The sources of the firing were the approaching airboats and cigarette boats. Brown-skinned gunmen lined the rails. Assorted Uzis, Mac-10s, Tec-9s and other vicious weapons were pouring out concentrated hell.
Everyone seemed to have a role to play in the sudden drama-except General Emmanuel Nogeira. He stood frozen, bestial face going from the converging attackers to the federal agents digging in for cover. His wide mouth hung open like a greedy frog's.
It was clear the general didn't know whether he was being attacked or rescued.
In the act of pulling the general's groping hand from her skirt, Rona Ripper went white as a sheet.
General Nogeira grabbed her and wrestled her around and in front of him. Bullets chopped moss off cypress tree branches and made plinking sounds in the water.
Remo submerged.
The attacking boats were not far from his position. He laid his palms on his thighs and gave a great double kick.
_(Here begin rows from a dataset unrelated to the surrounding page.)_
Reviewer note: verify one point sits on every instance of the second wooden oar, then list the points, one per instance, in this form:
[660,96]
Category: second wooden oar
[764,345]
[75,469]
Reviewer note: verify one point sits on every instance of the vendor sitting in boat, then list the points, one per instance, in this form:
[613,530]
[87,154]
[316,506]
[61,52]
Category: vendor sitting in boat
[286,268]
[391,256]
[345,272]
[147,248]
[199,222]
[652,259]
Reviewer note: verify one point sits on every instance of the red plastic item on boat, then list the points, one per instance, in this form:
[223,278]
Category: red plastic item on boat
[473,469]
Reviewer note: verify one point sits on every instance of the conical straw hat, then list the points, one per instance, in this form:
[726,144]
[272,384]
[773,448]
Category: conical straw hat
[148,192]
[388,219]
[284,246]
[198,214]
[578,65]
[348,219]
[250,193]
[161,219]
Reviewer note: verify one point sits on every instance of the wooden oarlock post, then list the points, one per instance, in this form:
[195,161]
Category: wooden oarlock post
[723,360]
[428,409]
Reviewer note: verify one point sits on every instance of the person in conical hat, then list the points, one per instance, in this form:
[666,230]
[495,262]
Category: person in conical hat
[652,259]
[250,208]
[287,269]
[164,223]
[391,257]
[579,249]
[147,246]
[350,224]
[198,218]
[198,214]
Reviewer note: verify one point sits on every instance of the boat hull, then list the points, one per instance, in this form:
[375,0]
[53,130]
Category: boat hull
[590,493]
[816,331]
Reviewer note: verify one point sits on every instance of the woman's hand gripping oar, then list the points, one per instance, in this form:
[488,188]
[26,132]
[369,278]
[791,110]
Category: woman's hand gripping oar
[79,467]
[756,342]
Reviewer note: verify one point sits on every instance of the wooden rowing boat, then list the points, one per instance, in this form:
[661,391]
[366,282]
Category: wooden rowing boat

Remo became a human arrow. As he passed under a pair of boats, he poked holes in the careening hulls. If any of the cameras had been underwater, they would have recorded a casual tapping. Remo used one finger. It was enough.
Perfectly round finger-sized holes perforated the hulls. Water surged in. Then the crafts began to wallow and slow down.
Remo veered toward an air-boat. Its flat bottom surged over him.
He took hold of the dangling rudder and made a fist. The fist went through the aluminum hull as if the fist were aluminum and the hull mere flesh.
Kicking back, Remo got out of the way.
The air-boat, being shallow, simply dropped. Mud began stirring up when the great spinning fan dropped below the water line.
Remo moved among the floundering passengers, pulling them down by their legs and breaking their spines at the neck like a farmer harvesting chickens.
Through the nicely sound-conducting water, Remo caught the shrill scream of panic.